Basically I want to crawl simple blogs and extract their blog posts. The biggest challenge here would probably be the parsing of the data and understanding different content parts within a blogpost

Top comments (6)

Médéric Burlet • Mar 18 '20

Would depend on the type of scraping.

If we need to interact as a human then puppetteer with JS / TS would be good: github.com/puppeteer/puppeteer

If you just need to parse data I really like to use cheerio with JS / TS : github.com/cheeriojs/cheerio
It let's you access webpage information with jquery syntax. which can be quite practical.

Mario • Mar 18 '20

Thanks for the response!

I do not need to interact as a human, but just collect news articles from different websites, at scale. Looking at cheerio, seems like a very decent option. Thanks!

Pacharapol Withayasakpunt • Mar 18 '20

Node.js +/- Puppetteer would probably be the first natural choice; although I am not accustomed to Puppetteer that much.
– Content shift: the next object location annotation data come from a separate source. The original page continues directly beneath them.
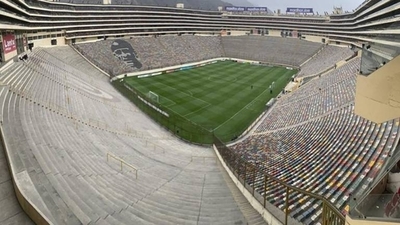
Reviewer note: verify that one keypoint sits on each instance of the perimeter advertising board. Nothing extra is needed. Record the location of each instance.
(9, 44)
(299, 10)
(245, 9)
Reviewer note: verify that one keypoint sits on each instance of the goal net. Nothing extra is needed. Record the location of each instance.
(153, 96)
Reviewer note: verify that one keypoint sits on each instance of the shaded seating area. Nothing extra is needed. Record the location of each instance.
(274, 50)
(325, 59)
(314, 99)
(335, 154)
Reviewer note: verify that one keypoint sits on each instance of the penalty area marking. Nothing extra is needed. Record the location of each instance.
(197, 110)
(190, 95)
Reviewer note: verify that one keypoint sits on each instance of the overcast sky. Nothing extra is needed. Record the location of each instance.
(318, 5)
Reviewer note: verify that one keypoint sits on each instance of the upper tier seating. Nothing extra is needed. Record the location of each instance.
(333, 152)
(61, 119)
(154, 52)
(164, 51)
(314, 99)
(324, 60)
(276, 50)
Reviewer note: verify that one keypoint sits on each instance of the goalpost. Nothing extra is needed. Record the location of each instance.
(153, 97)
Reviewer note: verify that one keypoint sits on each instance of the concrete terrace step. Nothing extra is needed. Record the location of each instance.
(62, 162)
(10, 210)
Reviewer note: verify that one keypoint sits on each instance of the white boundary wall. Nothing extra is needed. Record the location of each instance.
(170, 69)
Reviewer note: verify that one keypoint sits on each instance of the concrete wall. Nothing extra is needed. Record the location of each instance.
(10, 55)
(46, 42)
(312, 38)
(26, 205)
(350, 221)
(275, 33)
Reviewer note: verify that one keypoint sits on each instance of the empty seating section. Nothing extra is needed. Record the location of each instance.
(154, 52)
(325, 59)
(276, 50)
(314, 99)
(60, 122)
(336, 154)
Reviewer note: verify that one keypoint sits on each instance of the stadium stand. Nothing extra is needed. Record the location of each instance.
(163, 51)
(315, 98)
(154, 52)
(324, 60)
(275, 50)
(59, 124)
(11, 211)
(193, 4)
(306, 130)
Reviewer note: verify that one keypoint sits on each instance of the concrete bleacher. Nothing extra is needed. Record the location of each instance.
(60, 119)
(10, 210)
(322, 147)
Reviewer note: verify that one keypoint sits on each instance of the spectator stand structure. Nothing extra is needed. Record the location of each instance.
(59, 122)
(312, 140)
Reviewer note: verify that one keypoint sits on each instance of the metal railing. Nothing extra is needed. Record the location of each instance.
(203, 158)
(122, 162)
(251, 175)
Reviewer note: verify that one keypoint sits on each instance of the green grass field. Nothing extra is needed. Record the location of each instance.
(225, 97)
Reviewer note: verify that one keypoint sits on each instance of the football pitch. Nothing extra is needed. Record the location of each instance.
(224, 97)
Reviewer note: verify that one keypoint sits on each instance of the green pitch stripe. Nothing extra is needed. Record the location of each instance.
(225, 97)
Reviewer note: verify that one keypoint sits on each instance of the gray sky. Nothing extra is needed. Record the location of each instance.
(318, 5)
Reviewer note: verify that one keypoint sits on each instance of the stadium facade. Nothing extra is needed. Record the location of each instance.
(374, 25)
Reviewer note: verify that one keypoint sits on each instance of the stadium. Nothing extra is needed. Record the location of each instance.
(141, 112)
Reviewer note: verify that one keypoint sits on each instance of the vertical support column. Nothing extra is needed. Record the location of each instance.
(265, 189)
(287, 205)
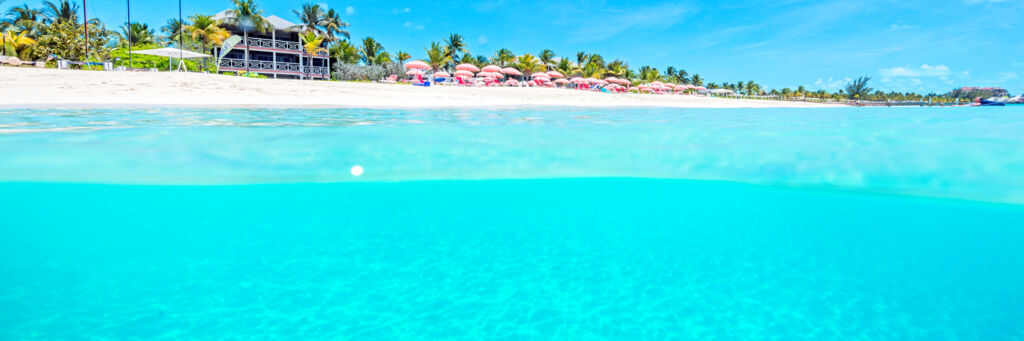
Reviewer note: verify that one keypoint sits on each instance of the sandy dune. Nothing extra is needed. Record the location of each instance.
(24, 87)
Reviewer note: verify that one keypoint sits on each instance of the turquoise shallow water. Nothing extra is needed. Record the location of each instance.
(539, 223)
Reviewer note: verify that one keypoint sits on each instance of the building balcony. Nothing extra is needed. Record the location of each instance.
(270, 67)
(292, 46)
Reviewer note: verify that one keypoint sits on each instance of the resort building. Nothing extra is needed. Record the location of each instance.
(274, 53)
(988, 92)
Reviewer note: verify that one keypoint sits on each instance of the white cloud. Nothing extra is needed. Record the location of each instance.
(898, 27)
(924, 71)
(614, 22)
(832, 84)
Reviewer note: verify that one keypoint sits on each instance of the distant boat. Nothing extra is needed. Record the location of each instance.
(989, 102)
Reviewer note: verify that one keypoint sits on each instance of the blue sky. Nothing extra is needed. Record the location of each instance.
(905, 45)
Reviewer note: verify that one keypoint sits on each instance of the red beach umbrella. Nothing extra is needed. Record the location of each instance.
(511, 72)
(419, 65)
(467, 67)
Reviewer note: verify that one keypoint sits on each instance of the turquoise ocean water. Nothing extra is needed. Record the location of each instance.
(535, 223)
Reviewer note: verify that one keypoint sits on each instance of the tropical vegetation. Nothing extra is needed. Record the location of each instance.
(55, 31)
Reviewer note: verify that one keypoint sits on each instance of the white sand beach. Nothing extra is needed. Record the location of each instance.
(26, 87)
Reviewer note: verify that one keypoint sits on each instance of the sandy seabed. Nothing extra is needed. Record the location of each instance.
(26, 87)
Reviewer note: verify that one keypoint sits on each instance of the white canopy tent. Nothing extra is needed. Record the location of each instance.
(171, 52)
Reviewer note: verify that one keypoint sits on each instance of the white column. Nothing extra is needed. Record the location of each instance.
(273, 42)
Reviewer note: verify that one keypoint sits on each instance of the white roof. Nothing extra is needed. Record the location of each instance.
(276, 22)
(172, 52)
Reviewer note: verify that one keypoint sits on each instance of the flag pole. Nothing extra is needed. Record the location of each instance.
(129, 34)
(181, 44)
(85, 13)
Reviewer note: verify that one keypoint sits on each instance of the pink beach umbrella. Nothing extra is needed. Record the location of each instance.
(511, 72)
(417, 65)
(467, 67)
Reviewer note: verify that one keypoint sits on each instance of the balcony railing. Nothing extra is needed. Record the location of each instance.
(279, 44)
(269, 66)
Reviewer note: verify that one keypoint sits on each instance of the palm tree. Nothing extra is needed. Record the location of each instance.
(437, 55)
(136, 34)
(503, 56)
(547, 57)
(26, 18)
(597, 60)
(467, 58)
(207, 32)
(344, 52)
(311, 42)
(334, 26)
(454, 44)
(480, 60)
(172, 31)
(401, 56)
(858, 88)
(16, 44)
(62, 10)
(582, 58)
(527, 64)
(565, 68)
(371, 51)
(753, 88)
(248, 16)
(617, 68)
(683, 77)
(312, 17)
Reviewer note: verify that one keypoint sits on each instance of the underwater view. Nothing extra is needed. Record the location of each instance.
(867, 223)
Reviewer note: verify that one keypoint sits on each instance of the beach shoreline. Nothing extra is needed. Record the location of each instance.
(49, 88)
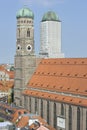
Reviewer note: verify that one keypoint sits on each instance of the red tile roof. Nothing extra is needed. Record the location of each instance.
(61, 75)
(64, 75)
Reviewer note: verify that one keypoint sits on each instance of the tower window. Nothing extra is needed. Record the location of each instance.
(62, 110)
(28, 33)
(78, 118)
(70, 118)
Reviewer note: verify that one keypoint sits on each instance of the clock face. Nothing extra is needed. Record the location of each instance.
(29, 48)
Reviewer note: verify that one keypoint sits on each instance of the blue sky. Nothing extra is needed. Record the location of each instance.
(72, 13)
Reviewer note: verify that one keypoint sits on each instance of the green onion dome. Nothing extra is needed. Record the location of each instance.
(25, 13)
(50, 16)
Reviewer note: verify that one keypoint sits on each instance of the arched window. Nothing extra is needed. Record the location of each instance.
(36, 105)
(30, 103)
(48, 112)
(70, 118)
(86, 120)
(28, 33)
(18, 32)
(41, 108)
(55, 116)
(78, 118)
(62, 109)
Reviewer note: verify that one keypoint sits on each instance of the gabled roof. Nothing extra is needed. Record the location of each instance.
(67, 75)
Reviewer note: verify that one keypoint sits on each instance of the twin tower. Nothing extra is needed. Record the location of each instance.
(25, 59)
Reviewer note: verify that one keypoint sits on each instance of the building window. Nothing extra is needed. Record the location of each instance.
(70, 118)
(41, 108)
(28, 33)
(62, 109)
(18, 32)
(78, 118)
(48, 112)
(55, 117)
(30, 103)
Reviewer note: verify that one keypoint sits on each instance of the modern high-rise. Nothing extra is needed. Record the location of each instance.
(50, 36)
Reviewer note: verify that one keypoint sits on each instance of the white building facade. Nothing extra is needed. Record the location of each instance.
(50, 36)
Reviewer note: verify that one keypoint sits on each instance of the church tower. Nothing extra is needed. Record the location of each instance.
(25, 60)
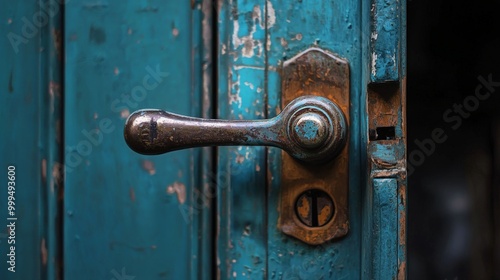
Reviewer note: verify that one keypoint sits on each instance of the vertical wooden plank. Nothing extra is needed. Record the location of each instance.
(385, 41)
(241, 220)
(385, 211)
(30, 82)
(128, 215)
(336, 27)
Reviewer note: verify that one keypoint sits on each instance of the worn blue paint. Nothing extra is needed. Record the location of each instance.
(385, 41)
(242, 213)
(385, 228)
(127, 214)
(30, 88)
(298, 26)
(292, 28)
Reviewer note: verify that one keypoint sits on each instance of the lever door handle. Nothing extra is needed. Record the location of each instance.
(310, 128)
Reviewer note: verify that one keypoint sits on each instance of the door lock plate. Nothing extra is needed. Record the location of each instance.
(314, 198)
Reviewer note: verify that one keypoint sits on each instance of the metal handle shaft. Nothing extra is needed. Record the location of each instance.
(310, 128)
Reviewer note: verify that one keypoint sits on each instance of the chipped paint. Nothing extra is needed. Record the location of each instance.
(271, 14)
(131, 193)
(124, 113)
(43, 252)
(57, 175)
(149, 166)
(248, 42)
(44, 170)
(175, 32)
(179, 189)
(374, 64)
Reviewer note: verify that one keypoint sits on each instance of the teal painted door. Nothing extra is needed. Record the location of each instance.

I used to use Selenium API with Python, if I need to scrape dynamic websites. But async in Python does not seems to be as natural as Node.js

I don't know much about Golang. How often is it used for web scraping?

Talha Mansoor • Mar 18 '20

I do not need to interact as a human, but just collect news articles from different websites, at scale.

If it is scale you are looking for then best option would be scrapy.org/ with Scrapy Cloud. You can also run multiple Scrapy spiders in a process.

João Veiga • Mar 18 '20

Elixir + Floki

Jennifer Fadriquela • Aug 13 '20

I'm also a beginner to webscraping. Scrapy framework is a good tool but will have a steeper learning curve than just using libraries (selenium, beautifulsoup, requests).